The 11-year-old, 'What planet are you from, Mum! Potatoes aren't vegetables, they're carbs!'
Me: 'Trust me, they're vegetables.'
The 11-year-old: 'How can you say that something that just pops out of the ground is a vegetable! It's a carb.'
The Vicar (diplomatically): 'They don't just pop out of the ground. Mum worked very hard digging them up.'
The 8-year-old: 'Who do you think's the prettiest girl in this room?'
The Vicar (diplomatically): 'Both of them!'
The 11-year-old: 'What? You're saying mum's pretty! She's middle-aged!'
The 8-year-old (singing): 'Mama do the hump, do the hump hump...'
The 11-year-old: 'He's singing about humping, Mum. Why don't you tell him off?'
Me: 'Please don't sing about humping at the table.'
The 8-year-old: 'OK, I'll sing it in my bedroom.

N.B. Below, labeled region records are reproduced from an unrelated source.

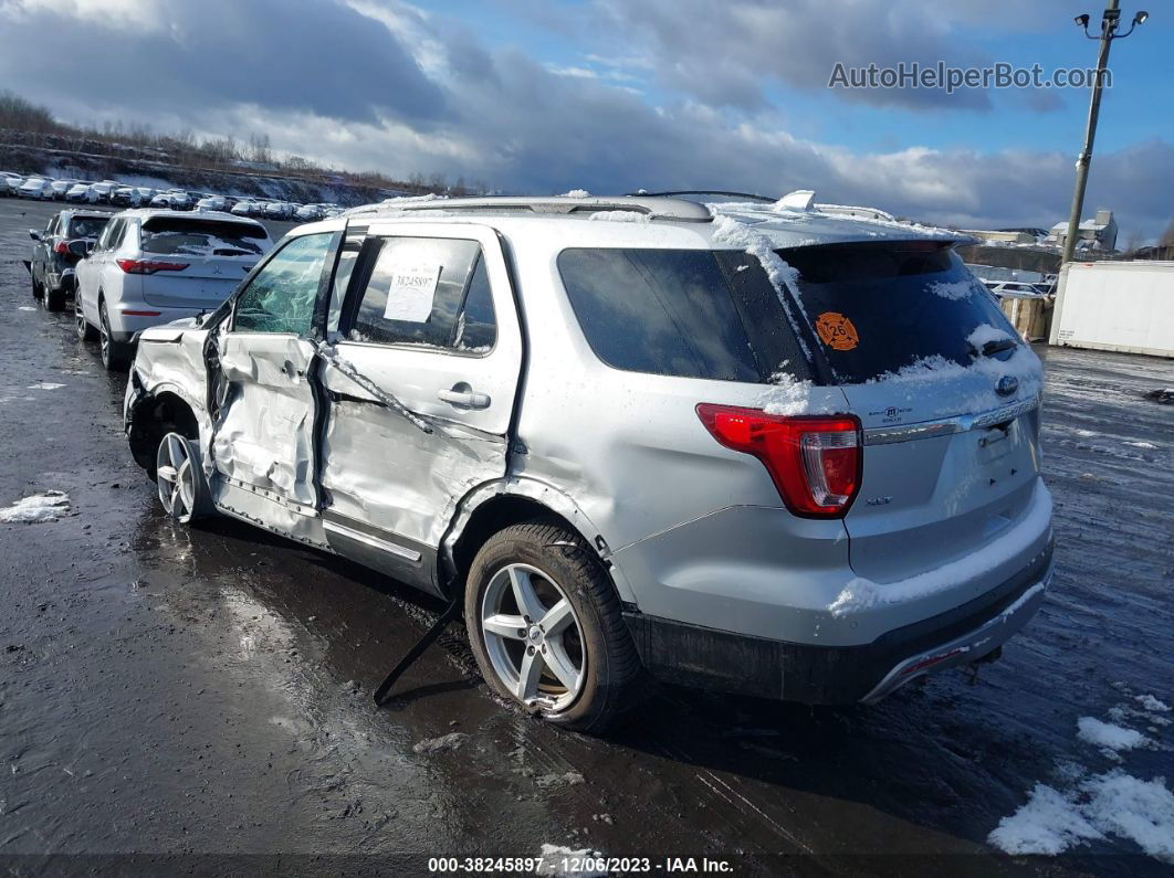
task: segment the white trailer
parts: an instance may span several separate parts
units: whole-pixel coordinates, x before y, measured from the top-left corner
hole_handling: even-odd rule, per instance
[[[1068,263],[1048,341],[1174,358],[1174,263]]]

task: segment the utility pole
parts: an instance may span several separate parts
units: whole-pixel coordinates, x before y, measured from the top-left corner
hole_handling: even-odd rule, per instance
[[[1088,185],[1088,165],[1093,161],[1093,141],[1097,138],[1097,117],[1100,115],[1101,86],[1105,80],[1105,70],[1108,67],[1108,50],[1113,40],[1120,40],[1133,33],[1133,28],[1149,18],[1146,12],[1139,12],[1133,16],[1133,25],[1129,29],[1119,34],[1116,32],[1121,19],[1119,8],[1120,0],[1108,0],[1105,7],[1105,15],[1101,19],[1100,50],[1097,53],[1097,79],[1093,81],[1093,96],[1088,103],[1088,122],[1085,125],[1085,147],[1077,156],[1077,188],[1072,193],[1072,212],[1068,215],[1068,233],[1064,238],[1064,256],[1060,261],[1071,263],[1077,250],[1077,238],[1080,234],[1080,215],[1085,206],[1085,189]],[[1075,21],[1085,28],[1085,36],[1089,40],[1098,38],[1088,33],[1088,15],[1078,15]]]

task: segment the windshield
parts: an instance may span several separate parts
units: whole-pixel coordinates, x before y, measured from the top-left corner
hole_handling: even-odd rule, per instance
[[[109,217],[74,217],[69,220],[68,237],[96,238],[102,233]]]
[[[142,251],[168,256],[258,256],[265,230],[244,223],[157,217],[143,223]]]
[[[984,326],[1018,343],[991,293],[939,243],[830,244],[778,254],[798,271],[803,309],[837,383],[936,358],[970,366],[980,352],[967,339]]]

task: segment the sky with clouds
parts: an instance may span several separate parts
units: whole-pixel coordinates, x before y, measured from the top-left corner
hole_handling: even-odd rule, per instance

Me: 'No, I mean just don't sing about humping. At all.'
The Vicar (diplomatically): 'Who can remember what the fruits of the spirit are from the service?'
The 8-year-old (glaring at his sister): 'What I remember from the service is that she ate loads of the cake afterwards and I didn't get any.'
The 11-year-old: 'Don't listen to him. He's a liar.'
The 8-year-old: 'Don't listen to her. She's evil.'
The 11-year-old: 'Hold on everyone, I'm going to burp!'
Me: 'If you dare...'
The Vicar (diplomatically): 'Did you say there were Cornettos in the freezer?'
What are your family meals like? Can you suggest improving topics for discussion next Sunday lunch time?